This is an introductory finance course that addresses the key decisions and issues faced by senior financial officers in corporations and provides the analytical frameworks and approaches that are employed to resolve these issues. The goal is to ensure all students, regardless of career aspirations, gain an appreciation for the financial issues facing all companies and the analytical tools that are useful in addressing these issues. The major modules in this course are:
- Assessment of financial performance
- Introduction to financial markets and capital raising
- Determination of optimal capital structure
At the end of the assessment of financial performance module, students will be able to:
- Define alternative corporate objectives and explain how a financial manager’s perspective impacts his/her decision-making; and,
- Define major categories of financial ratios and identify signs of organizational strengths and weaknesses using data from financial statements.

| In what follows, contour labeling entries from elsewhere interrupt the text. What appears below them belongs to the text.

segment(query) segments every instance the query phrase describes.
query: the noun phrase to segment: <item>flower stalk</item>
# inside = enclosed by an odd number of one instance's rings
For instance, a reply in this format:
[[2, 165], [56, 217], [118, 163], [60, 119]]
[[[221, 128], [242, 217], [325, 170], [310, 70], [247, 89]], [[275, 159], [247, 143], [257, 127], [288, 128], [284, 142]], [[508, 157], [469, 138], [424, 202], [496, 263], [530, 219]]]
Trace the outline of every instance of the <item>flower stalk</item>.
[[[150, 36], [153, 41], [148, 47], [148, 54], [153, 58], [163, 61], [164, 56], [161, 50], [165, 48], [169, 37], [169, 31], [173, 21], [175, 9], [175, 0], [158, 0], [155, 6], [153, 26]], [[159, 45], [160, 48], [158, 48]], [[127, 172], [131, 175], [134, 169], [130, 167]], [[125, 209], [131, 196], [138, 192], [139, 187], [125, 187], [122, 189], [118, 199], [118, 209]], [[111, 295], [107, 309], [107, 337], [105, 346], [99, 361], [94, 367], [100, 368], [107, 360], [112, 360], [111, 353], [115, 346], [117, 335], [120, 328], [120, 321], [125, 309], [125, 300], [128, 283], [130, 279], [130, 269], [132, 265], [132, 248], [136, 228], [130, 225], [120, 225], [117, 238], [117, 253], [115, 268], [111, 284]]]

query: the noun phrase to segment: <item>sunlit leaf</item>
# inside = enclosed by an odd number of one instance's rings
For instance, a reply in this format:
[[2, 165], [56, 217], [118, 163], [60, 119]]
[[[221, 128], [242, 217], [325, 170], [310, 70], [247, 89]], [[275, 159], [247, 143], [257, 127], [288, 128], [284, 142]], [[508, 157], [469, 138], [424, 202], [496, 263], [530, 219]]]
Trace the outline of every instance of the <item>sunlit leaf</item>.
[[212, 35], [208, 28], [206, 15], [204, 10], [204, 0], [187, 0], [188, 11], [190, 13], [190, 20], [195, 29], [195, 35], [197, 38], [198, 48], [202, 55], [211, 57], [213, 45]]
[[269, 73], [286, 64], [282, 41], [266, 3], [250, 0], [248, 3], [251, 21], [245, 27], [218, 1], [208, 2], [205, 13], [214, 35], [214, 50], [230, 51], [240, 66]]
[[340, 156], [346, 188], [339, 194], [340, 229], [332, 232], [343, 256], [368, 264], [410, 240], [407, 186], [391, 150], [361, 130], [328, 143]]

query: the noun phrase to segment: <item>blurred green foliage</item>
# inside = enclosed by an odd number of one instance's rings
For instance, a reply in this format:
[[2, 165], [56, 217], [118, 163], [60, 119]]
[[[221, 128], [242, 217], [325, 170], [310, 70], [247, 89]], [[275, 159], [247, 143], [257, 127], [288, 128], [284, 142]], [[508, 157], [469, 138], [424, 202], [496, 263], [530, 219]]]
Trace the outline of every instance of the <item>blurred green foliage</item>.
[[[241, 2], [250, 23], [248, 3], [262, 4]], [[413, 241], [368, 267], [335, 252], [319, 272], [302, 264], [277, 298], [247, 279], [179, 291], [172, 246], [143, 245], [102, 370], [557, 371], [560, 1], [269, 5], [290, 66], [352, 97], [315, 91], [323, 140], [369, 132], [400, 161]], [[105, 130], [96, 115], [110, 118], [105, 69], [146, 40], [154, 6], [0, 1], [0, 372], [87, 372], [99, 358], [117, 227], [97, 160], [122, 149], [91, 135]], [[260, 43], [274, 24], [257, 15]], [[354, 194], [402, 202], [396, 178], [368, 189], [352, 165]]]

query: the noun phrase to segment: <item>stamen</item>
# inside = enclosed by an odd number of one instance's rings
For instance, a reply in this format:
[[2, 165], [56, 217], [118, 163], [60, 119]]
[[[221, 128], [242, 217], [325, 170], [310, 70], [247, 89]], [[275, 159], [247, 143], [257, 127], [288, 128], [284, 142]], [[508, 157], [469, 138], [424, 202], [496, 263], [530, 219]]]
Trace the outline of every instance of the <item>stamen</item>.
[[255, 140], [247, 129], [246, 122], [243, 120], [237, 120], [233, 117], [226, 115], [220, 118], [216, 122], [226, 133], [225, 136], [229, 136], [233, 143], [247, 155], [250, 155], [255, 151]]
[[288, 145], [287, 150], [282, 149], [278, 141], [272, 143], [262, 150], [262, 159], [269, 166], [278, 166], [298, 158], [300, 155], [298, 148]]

At the end of the introduction to financial markets, securities, and alternatives for raising capital module, students will be able to:
- Identify differences between types of financial securities and explain how these differences should affect the desirability of securities from the perspective of organizations (issuers) and investors; and,
- Describe the pattern of promised cash flows arising to investors from debt and equity securities and compute their discounted present values.
At the end of the determination of an optimal capital structure module, students will be able to:
- Identify key capital structure decision-making criteria emerging from Modigliani and Miller’s theory, and evaluate alternative capital structures against those criteria; and,
- Apply scenario analysis to determine the impact of different financing alternatives on an organization’s risk and return.